Feb. 3, 2020 - REMEMBERING REUBEN REUBENS BANJO COLLECTOR

REMEMBERING REUBEN REUBENS BANJO COLLECTOR
Reuben Reubens....I’ve been thinking.....

Reuben Reubens....I’ve been thinking.....


from the Tsumura book

from the Tsumura book

from the Tsumura book

from the Tsumura book

REMEMBERING REUBEN REUBENS BANJO COLLECTOR

February 3rd, 2020  

Good Morning Folks,

This week I  received a notice that long time banjo collector, Ruben Rubens, of London had passed away. Rubens accumulated a vast amount of early fretless banjos, mostly of English origin. He was a customer of ours in the 1970s and had bought a few fretless banjos back when we were sending out a paper catalog. Somewhere around 1987, Julie and I were traveling to London. We were actively buying  antiques and frequenting most of the major markets around Portobello Road and Bermondsey. Somehow we had the idea that we would be antique purveyors and buy interesting objects in cities like London and Amsterdam would be able to sell them in Rochester, New York for a profit. It wasn’t very realistic.

Julie happened to walk into a small shop that sold Delft blue China which was something we had an grown fond of. In the course of the conversation she mentioned to the proprietor that we also had an interest in early stringed instruments. He replied that a friend of his amassed a large collection of banjos and was contemplating selling. No sooner did I turn around than I bumped into a "Dickensian" looking character with a tweed cap pulled down over his eyes and his cigarette dangling from his mouth. He looked at me, shook my hand and said "banjos? Are you looking for banjos? I got lots of banjos kid."

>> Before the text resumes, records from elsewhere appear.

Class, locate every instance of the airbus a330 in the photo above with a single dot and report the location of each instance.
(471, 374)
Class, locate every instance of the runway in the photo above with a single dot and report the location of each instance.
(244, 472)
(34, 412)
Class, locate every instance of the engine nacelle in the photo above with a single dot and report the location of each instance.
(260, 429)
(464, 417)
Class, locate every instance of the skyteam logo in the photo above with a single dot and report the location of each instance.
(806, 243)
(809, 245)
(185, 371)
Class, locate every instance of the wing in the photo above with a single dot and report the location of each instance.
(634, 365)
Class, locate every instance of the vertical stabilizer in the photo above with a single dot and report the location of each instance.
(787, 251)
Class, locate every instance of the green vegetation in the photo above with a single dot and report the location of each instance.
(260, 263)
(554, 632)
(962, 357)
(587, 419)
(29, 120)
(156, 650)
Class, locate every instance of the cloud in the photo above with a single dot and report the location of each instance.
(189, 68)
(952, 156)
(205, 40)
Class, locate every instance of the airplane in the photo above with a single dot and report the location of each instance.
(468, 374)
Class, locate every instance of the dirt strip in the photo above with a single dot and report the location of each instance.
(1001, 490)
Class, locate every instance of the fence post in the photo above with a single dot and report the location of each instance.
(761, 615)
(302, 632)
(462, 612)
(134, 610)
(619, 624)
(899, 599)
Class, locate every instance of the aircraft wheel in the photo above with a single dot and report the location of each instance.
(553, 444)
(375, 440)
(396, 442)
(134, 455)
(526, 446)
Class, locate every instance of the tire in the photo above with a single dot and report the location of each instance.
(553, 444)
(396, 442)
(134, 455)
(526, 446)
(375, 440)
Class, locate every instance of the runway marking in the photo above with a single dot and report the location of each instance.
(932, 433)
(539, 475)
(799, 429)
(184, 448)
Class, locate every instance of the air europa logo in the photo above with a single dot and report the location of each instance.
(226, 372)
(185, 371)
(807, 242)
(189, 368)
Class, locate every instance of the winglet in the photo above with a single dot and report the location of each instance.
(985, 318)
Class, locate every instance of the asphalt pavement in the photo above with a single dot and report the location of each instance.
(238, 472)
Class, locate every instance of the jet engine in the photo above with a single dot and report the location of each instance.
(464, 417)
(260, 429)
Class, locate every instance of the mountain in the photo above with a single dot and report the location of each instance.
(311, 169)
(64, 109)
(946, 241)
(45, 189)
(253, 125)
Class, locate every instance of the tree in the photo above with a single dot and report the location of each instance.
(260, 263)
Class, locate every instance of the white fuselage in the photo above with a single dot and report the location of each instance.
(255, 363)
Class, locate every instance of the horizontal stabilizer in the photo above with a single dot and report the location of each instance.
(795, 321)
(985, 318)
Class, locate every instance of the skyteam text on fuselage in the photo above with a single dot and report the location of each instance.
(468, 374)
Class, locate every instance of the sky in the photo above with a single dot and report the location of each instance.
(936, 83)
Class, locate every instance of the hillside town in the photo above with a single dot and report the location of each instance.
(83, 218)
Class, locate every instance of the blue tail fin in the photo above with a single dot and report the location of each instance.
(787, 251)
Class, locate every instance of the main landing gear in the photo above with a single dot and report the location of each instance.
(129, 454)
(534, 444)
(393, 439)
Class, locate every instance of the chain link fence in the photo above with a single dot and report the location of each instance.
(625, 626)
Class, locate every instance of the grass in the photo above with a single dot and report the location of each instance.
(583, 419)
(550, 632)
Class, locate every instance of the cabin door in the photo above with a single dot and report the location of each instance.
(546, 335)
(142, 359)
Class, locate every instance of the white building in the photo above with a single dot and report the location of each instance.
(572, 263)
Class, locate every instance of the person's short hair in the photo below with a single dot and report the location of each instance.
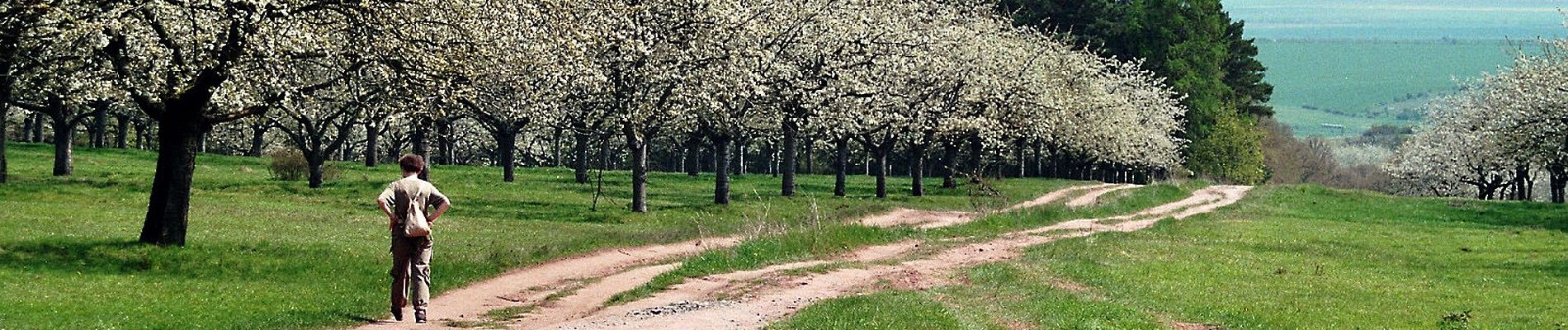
(411, 163)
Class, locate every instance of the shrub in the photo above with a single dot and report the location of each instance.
(287, 165)
(290, 166)
(1456, 321)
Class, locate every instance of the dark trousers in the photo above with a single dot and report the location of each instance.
(409, 271)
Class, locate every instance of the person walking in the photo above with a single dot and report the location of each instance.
(411, 254)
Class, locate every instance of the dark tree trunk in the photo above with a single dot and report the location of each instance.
(141, 134)
(1559, 180)
(918, 169)
(257, 139)
(38, 129)
(5, 111)
(507, 149)
(975, 158)
(721, 174)
(811, 155)
(787, 166)
(1023, 158)
(447, 152)
(637, 146)
(64, 134)
(99, 134)
(1521, 176)
(421, 143)
(121, 129)
(372, 141)
(580, 155)
(841, 166)
(740, 158)
(27, 124)
(947, 167)
(168, 209)
(693, 157)
(880, 158)
(317, 162)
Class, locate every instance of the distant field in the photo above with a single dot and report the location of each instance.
(1363, 83)
(1286, 257)
(268, 254)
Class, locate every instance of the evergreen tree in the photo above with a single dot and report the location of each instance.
(1202, 54)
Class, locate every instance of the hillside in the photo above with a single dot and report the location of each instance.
(268, 254)
(1285, 257)
(1369, 63)
(1363, 83)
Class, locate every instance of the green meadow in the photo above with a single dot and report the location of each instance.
(268, 254)
(1286, 257)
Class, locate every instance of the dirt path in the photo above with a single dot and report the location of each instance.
(693, 305)
(560, 293)
(531, 285)
(937, 219)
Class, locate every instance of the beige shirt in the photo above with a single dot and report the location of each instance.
(402, 193)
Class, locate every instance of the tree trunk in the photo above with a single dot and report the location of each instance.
(168, 209)
(740, 158)
(63, 136)
(1023, 158)
(317, 162)
(947, 167)
(121, 129)
(975, 158)
(841, 166)
(918, 169)
(580, 150)
(1559, 180)
(811, 155)
(27, 122)
(421, 143)
(787, 166)
(99, 134)
(372, 141)
(639, 152)
(880, 158)
(555, 148)
(693, 157)
(257, 139)
(141, 134)
(5, 111)
(721, 174)
(507, 149)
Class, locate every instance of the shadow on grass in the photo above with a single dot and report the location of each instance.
(130, 257)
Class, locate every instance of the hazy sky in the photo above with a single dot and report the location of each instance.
(1400, 19)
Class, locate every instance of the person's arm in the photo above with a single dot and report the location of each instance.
(439, 210)
(442, 204)
(385, 200)
(388, 210)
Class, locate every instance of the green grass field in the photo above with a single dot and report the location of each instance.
(1286, 257)
(272, 254)
(268, 254)
(1363, 83)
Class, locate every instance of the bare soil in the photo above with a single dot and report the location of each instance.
(752, 299)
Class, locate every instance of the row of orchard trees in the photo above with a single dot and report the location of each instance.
(320, 75)
(1495, 136)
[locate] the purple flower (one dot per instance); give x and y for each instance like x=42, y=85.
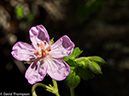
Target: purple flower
x=46, y=59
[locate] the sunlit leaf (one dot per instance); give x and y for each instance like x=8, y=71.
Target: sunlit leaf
x=73, y=79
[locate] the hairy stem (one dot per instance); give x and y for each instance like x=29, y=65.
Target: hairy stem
x=72, y=91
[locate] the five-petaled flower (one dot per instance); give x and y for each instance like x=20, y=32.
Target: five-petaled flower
x=46, y=58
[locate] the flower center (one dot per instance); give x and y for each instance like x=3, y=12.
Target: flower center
x=44, y=50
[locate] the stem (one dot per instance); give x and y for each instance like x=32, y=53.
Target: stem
x=56, y=87
x=72, y=91
x=42, y=85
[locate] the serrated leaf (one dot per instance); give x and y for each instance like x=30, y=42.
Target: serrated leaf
x=71, y=62
x=73, y=79
x=82, y=62
x=97, y=59
x=94, y=67
x=84, y=73
x=76, y=52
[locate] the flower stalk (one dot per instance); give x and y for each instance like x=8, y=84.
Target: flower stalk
x=72, y=91
x=53, y=89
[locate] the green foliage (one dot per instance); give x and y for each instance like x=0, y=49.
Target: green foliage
x=83, y=67
x=73, y=79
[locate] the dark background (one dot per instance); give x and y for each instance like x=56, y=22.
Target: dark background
x=98, y=27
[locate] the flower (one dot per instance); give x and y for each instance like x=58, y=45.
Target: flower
x=46, y=58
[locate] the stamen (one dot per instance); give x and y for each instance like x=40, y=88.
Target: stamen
x=38, y=44
x=45, y=43
x=41, y=45
x=36, y=52
x=48, y=48
x=40, y=55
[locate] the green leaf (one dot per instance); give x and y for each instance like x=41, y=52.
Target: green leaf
x=94, y=67
x=82, y=62
x=97, y=59
x=73, y=79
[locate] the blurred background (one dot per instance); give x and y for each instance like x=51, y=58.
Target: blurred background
x=98, y=27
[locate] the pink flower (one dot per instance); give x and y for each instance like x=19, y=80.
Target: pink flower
x=46, y=59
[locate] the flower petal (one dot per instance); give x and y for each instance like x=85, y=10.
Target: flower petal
x=23, y=51
x=62, y=47
x=36, y=72
x=38, y=34
x=58, y=69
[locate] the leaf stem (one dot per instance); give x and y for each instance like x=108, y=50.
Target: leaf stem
x=72, y=91
x=42, y=85
x=55, y=87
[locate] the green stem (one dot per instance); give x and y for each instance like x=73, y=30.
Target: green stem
x=42, y=85
x=55, y=87
x=72, y=91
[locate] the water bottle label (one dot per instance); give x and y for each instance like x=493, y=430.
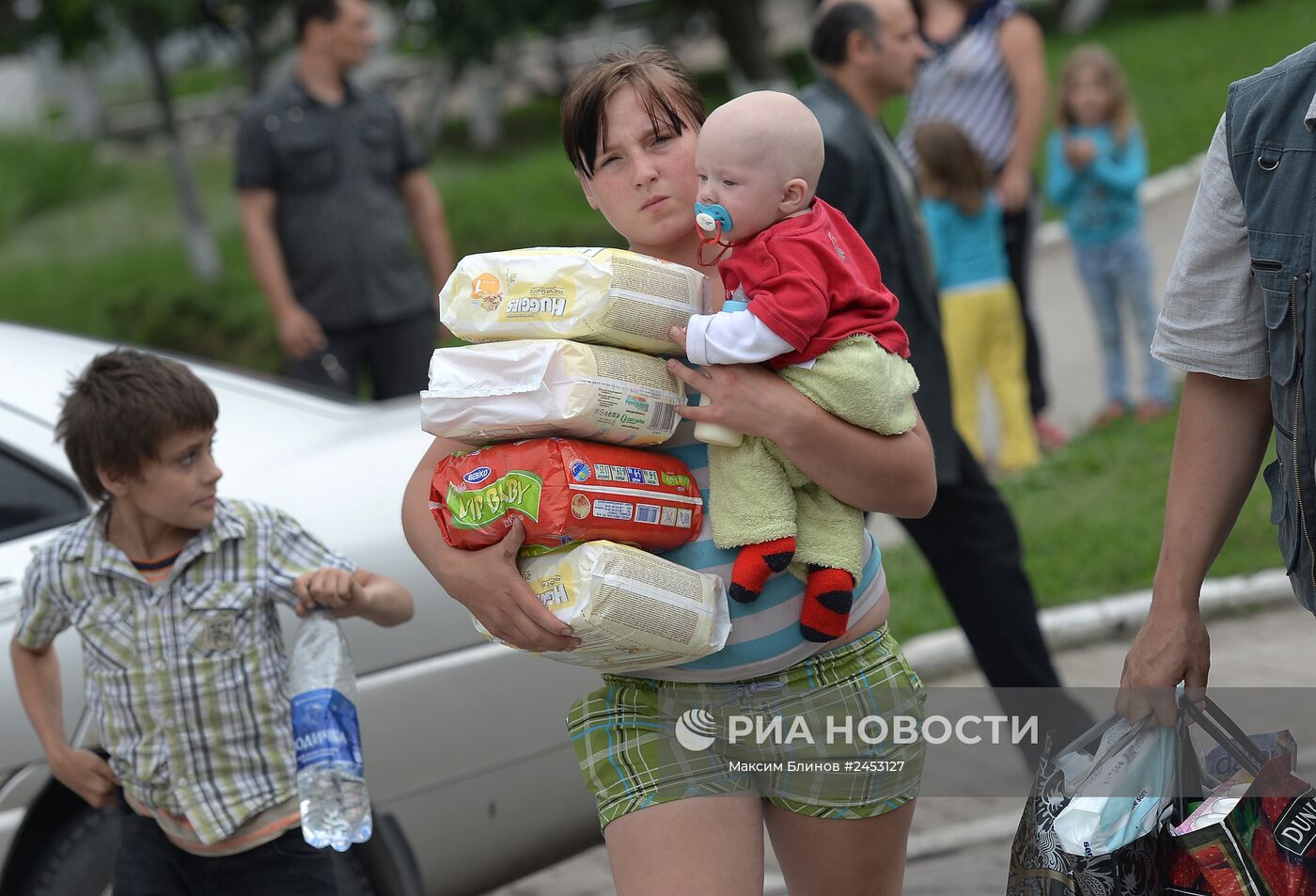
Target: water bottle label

He directed us to his house in southwest London. When we met him there, at a big old Victorian house where he resided, we viewed 800 fretless banjos in various states of repair piled like cordwood. He told us that he was done collecting and the major reason was that he had collected everything there was of interest in the country. Rubens did not play banjo but he found them interesting and had amassed one of the greatest collections in the world. But his interests changed and he was now collecting early kitchen appliances and he said it was time to make the banjos go someplace else. Though it was a long time ago I do remember seeing his father there, coming down a large Victorian staircase. He had a ponytail, was dressed in pirate garb and honest to God he had a parrot on his shoulder. It was a scene that I would never ever forget. Julie and I negotiated the price for a few hours with Rubens and we decided to purchase about 100 of his early banjos. That day I spent driving back-and-forth from North West London to South East London in an old rented Mercedes Benz hauling banjos to the apartment where we were staying. We proceeded to take each one of them apart putting necks in one box and rims properly labeled into other boxes. We were flying back to the US through Canada and we brought all of this back as luggage. At customs they gave us some strange looks but we said we were not staying in Canada and we were headed towards the border of the US. When we got to the border with US customs asked us if we purchased anything in Canada that we are bringing back to the United States and we told him we bought nothing in Canada which was the truth. We were able to enter the US with 100 banjos in parts and were able to avoid the customs paperwork that might have been necessary. There was no duty because these were antique items but going through all the boxes would leave a lot of explaining. Of course these were pre-9/11 days when air travel was much easier.

 When we got back to Rochester we put the banjos together and listed them in our catalog.They were every kind of banjo you can imagine. Tunbridgeware decorated seventh stringers, imported Lyon and and Healys, and many many of the early banjos like those that ended up in the first book by Akira Tsumura who had recently bought Ruben‘s prized fretless Stewart presentations. When a collection starts to unwind it’s usually the top things that go first but we were interested in any type of early banjo. However, the market was just not ready for minstrel era banjos in 1987. It took a long time to convince people that banjos from the 1850s and 1860s were of interest. One in particular was a handmade instrument with a daguerreotype of the maker holding the banjo inlaid into the fingerboard! It came in the original wooden hard case but it brought barely $400 at auction. The market was just not ready for it. It wasn’t till 20 years later that the rage for early banjos seemed to catch up...and so it goes.

Many of Reubens' minstrel-era banjos are now in the collection of the Hamamatsu Museum of Musical Instruments in Japan.